16 giugno 2015

I segnalati

Quando vidi la loro espressione di delusione, come se, essendomi preso il disturbo di scendere per riconsegnargli il pallone, si aspettassero un rimprovero un po’ più originale, con la possibilità di un patetico conflitto con un adulto da raccontarsi poi tra le risate, li accontentai: «Andate a cacciare i gatti al largo di Torre Argentina». L’invito era sufficientemente crudo per catturare un pizzico del loro interesse, per quanto fosse possibile capirlo sotto le frange da teppistelli, i riccioletti neri sugli occhi, le espressioni accigliate di curiosità mista a fastidio che mi rivolgevano.
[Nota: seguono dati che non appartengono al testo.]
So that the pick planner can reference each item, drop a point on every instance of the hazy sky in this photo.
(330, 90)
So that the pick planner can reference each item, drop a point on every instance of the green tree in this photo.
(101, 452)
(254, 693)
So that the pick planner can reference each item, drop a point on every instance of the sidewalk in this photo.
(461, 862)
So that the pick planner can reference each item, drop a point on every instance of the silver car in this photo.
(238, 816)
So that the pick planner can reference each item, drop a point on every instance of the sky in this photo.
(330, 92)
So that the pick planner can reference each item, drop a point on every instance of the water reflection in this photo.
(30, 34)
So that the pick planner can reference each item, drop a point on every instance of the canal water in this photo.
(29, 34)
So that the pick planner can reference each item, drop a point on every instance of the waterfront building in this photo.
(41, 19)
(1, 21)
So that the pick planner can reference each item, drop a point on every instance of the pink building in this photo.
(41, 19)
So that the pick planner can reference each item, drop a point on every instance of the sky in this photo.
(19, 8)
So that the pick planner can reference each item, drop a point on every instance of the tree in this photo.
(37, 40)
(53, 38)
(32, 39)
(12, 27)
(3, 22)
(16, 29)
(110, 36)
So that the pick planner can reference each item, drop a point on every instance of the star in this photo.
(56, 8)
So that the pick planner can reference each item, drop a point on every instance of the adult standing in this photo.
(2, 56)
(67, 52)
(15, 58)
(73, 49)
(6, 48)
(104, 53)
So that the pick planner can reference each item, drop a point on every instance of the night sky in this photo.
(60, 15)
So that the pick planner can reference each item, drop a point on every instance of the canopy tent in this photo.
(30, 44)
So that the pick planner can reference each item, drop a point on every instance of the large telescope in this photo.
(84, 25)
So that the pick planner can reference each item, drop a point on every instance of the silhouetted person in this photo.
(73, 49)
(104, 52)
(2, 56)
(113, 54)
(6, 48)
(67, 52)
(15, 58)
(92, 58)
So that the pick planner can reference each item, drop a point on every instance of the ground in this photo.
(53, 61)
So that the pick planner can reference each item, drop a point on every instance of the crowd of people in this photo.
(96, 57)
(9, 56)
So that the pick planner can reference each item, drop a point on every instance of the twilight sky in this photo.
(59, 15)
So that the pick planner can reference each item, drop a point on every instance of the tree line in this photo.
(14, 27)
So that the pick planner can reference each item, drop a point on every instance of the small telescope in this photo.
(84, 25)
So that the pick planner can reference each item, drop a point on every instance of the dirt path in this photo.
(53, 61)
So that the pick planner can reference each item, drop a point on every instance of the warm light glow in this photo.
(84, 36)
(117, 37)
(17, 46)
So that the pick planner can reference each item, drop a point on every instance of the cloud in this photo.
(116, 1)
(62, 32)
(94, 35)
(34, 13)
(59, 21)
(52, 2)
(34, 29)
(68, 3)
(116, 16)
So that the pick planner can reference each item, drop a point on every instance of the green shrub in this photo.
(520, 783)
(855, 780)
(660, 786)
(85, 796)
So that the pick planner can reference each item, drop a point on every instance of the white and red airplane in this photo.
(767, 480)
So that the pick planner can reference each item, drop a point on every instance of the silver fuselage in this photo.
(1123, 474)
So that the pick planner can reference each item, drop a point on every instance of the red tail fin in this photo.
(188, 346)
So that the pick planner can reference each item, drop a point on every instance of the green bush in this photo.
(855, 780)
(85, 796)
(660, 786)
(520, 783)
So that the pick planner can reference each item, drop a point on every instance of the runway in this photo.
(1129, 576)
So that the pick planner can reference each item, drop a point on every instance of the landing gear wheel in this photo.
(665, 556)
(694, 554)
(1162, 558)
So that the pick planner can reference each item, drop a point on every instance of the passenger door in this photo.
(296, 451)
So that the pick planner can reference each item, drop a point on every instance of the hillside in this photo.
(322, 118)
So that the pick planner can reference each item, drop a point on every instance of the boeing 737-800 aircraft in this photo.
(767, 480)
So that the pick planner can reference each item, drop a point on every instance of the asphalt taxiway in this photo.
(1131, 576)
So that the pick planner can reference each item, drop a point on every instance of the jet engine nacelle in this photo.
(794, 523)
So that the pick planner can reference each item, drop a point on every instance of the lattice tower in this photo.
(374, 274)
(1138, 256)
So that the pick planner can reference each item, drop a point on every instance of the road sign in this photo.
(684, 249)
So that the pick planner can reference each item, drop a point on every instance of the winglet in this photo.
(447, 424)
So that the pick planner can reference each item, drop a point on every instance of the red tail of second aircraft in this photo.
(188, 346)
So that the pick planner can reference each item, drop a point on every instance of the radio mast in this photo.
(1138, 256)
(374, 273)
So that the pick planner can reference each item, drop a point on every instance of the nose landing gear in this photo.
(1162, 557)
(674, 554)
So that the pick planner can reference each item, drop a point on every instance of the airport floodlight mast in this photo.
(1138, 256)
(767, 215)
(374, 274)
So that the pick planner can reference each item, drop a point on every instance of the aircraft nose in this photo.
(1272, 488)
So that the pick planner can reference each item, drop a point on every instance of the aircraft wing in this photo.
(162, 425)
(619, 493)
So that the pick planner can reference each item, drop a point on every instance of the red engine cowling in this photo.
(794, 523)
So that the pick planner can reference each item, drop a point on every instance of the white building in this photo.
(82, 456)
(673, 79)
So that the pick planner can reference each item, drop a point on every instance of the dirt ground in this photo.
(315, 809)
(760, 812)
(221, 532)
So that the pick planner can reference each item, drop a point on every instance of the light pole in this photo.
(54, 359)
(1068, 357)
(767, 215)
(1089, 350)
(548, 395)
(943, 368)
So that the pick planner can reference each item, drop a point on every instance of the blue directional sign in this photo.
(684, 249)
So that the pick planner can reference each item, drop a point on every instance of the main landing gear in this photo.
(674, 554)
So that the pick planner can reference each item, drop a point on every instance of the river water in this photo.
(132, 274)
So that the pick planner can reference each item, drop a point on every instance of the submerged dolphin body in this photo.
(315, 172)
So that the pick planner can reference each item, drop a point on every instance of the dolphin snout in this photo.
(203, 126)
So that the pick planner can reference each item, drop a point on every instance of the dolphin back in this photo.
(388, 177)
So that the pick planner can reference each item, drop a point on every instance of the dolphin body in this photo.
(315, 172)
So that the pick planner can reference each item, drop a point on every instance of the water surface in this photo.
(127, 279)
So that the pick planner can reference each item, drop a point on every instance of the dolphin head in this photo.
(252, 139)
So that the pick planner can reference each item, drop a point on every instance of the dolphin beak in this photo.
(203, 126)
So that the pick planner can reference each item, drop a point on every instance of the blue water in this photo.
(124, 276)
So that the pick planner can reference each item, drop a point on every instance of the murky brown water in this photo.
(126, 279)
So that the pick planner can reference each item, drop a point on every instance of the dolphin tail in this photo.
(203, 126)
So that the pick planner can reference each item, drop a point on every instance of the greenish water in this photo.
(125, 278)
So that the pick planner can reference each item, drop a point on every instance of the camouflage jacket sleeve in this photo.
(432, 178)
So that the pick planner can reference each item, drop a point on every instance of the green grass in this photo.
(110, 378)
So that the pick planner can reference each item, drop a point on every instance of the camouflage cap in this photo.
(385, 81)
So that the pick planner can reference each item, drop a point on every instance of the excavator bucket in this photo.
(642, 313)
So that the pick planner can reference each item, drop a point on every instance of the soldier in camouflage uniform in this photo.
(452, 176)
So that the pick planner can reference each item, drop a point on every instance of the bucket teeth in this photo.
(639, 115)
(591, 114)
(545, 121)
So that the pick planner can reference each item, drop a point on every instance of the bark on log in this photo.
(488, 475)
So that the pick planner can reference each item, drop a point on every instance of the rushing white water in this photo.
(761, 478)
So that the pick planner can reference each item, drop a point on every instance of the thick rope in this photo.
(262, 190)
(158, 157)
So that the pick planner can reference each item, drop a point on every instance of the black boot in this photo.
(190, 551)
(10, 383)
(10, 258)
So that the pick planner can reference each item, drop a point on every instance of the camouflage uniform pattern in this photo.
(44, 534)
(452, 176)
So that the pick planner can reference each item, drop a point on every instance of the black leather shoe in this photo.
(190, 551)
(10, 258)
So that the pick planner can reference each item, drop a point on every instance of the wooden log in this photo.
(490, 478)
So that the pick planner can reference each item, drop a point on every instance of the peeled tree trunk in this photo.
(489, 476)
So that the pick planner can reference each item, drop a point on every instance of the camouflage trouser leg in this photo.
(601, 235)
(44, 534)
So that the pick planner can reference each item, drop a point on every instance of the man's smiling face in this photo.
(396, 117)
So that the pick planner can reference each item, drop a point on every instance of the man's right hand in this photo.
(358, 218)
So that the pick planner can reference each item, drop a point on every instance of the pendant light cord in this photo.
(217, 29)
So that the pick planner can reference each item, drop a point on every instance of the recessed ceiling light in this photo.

Decisi così, su due piedi, di improvvisare una breve lezioncina, assai antipatica e che tuttavia mi procurò un certo aspro e sadico piacere, circa la bellezza del largo di Torre Argentina, «a sole poche decine di metri da qui, dove fu pugnalato a morte Giulio Cesare», una delle poche zone di Roma «a cielo aperto», dissi compiaciuto di usare un’espressione tra la mie preferite, ascoltata per la prima volta nella Carmen e che ora i ragazzini ascoltavano da me in tutta la sua spontanea genericità, «dove è possibile respirare senza essere colti dall’ansia e dalla brutalità umana sempre in agguato sotto la verniciatura della venustà palaziale capitolina». Forse non usai testualmente questo frasario (in particolare la faccenda della venustà palaziale credo mi sia venuta in mente in questo momento) ma posso assicurare di aver sciorinato un discorso falsamente complice e in realtà ostile che mirava a far comprendere loro quanto fosse da zingari stare lì sotto alle finestre di Fulvia a giocare a pallone e urlando il commento delle azioni, aggiungendo, prima di andarmene, un epilogo circa il fatto che io avrei sempre pensato a Roma come una gigantesca fortezza, ai suoi palazzi come caserme, le sue piazze come piazze d’armi, e la maggior parte delle persone, i cosiddetti passanti, gli uomini della strada, membri di uno sterminato reggimento chiamato “popolazione”, e i ragazzini nient’altro che bersagli per le esercitazioni d’artiglieria. Naturalmente il mio ridicolo tentativo di farli allontanare dallo slargo fallì, non solo mi ero confuso mescolando troppi temi, ma, come sempre quando mi capita di parlare in pubblico, a un certo punto avevo temuto per la mia incolumità, anche se erano solo ragazzini.